Just a little after 6 a.m. on September 1st, the Argo had spotted the Titanic’s debris some 230 miles south off the coast of Nova Scotia. Remnants of the legendary ship had finally been seen after more than 70 years hidden beneath the depths.

Before Ballard had the time to dedicate his search efforts to the Titanic, he was on the hunt for the USS Thresher and USS Scorpion. The Navy had suspected that the Soviets had sunk the Scorpion. Higher-ups in the Pentagon also wanted to figure out if the nuclear reactors were leaking any radioactive material or if they were looted.

What happened to the nuclear submarines? 
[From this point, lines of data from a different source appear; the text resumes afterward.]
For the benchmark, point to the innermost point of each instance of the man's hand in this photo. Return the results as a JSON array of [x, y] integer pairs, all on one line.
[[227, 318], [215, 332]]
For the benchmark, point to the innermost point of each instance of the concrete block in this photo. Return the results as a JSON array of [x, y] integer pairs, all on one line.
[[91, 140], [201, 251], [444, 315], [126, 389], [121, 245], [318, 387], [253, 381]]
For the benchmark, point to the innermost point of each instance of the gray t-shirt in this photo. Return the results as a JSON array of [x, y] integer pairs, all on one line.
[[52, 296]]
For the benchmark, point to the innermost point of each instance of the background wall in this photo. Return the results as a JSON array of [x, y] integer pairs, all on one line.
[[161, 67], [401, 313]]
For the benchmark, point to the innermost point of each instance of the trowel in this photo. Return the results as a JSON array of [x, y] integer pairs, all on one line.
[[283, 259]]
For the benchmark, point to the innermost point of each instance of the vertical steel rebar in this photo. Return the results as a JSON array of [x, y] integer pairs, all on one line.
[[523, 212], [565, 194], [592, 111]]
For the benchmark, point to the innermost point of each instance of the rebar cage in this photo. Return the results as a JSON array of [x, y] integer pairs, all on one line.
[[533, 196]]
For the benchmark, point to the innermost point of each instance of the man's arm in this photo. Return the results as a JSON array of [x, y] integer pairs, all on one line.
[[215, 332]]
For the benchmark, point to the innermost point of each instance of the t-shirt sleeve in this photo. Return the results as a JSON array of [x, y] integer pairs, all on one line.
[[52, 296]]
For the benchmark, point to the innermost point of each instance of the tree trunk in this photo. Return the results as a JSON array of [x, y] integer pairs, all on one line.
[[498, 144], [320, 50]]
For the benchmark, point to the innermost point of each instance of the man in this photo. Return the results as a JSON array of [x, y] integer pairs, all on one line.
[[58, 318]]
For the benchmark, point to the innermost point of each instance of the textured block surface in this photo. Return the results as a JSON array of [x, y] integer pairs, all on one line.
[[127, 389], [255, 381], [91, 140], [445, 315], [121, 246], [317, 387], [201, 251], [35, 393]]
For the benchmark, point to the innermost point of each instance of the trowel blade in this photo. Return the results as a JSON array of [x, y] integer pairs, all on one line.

The Thresher sank during a round of deep-diving trials. The Navy had assumed there wasn’t any foul play suspected. But the Scorpion was a different matter entirely. They had reason to believe that the Scorpion was targeted by the Soviets and that the nuclear material might have been removed from the sunken sub. Although, when the Scorpion was finally found, further inspection showed there were no breaks in the hull, which would have suggested an attack. A follow-up covert mission the next year checked to see if any of the radioactive material had spread. There was no such findings.

Searching for the submarines did bear fruit for Ballard’s eventual Titanic mission, who stated:

What I discovered when I was mapping the Scorpion was that when it imploded, the current carried away the lighter material… I gambled that the same thing happened to the Titanic, and I thought, ‘Let’s not look for the Titanic. Let’s look for stuff that would have come off of it.’

The Cold War mission is told in even more detail in the latest National Geographic’s newest Titanic display. It also includes stories about the men and women that survived the tragic catastrophe.